Take JPMorgan Chase software analyst Sterling Auty for starters. In a research report when the deal was announced, the Wall Street analyst said there were six companies that have strong strategic positions that could be targets for suitors. According to coverage of the research report by Barron’s, the analyst said buying any of the six would provide suitors with attractive long-term opportunities. The list includes Okta, the cloud provider of client identity software, Palo Alto Networks, the network security software player, ServiceNow, the cloud helpdesk company, RingCentral, a cloud phone system provider, Aspen Technology, which makes optimization software and DocuSign, the e-signature company. The analyst, according to Barron’s, noted that none of the companies commented on the idea that they were takeover targets.

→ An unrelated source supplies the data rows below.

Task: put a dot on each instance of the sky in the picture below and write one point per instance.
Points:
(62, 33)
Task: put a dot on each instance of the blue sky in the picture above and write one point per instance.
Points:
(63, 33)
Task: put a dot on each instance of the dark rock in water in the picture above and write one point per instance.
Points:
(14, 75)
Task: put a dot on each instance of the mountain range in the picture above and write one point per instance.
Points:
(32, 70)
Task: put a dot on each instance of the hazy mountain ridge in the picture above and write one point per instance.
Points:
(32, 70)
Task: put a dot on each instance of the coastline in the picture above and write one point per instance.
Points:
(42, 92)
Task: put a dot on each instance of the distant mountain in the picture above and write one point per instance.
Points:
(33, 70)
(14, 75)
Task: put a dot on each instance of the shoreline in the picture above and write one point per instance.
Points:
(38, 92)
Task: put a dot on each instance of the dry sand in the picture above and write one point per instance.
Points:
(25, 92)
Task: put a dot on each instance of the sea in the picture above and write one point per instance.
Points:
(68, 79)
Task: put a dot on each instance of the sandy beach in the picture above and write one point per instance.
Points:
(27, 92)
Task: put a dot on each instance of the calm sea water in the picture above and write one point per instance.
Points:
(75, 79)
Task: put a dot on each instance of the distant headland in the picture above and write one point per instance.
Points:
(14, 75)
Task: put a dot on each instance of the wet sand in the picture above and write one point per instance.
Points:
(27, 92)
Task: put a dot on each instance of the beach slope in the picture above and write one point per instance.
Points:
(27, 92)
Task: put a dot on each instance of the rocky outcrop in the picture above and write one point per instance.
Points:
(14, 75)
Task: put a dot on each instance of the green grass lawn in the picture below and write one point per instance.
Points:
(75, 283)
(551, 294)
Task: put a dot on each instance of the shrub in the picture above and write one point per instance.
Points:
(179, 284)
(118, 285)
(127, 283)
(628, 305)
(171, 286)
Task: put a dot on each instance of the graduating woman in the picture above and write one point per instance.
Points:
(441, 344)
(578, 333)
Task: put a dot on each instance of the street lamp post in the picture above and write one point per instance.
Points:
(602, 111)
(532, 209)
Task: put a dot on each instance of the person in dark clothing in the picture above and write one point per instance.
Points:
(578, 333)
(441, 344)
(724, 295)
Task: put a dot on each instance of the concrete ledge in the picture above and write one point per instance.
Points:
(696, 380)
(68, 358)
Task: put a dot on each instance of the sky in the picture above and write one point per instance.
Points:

JPMorgan’s Auty wasn’t alone in driving the M&A speculation, on the heels of the RedHat deal. Wedbush analyst Dan Ives forecasts a surge in cloud M&A, saying in a note covered by Seeking Alpha that both strategic and financial acquirers will aggressively pursue cloud acquisitions in 2019. The Wall Street analyst pointed to Pivotal, Qualys, and Scaler, as the leading targets. Meanwhile, Michael Turits, an analyst at Raymond James, thinks large-cap software companies will become targets in the wake of the deal. The analyst named Splunk, ServiceNow, Atlassian, Workday and Tableau as targets, reported Seeking Alpha.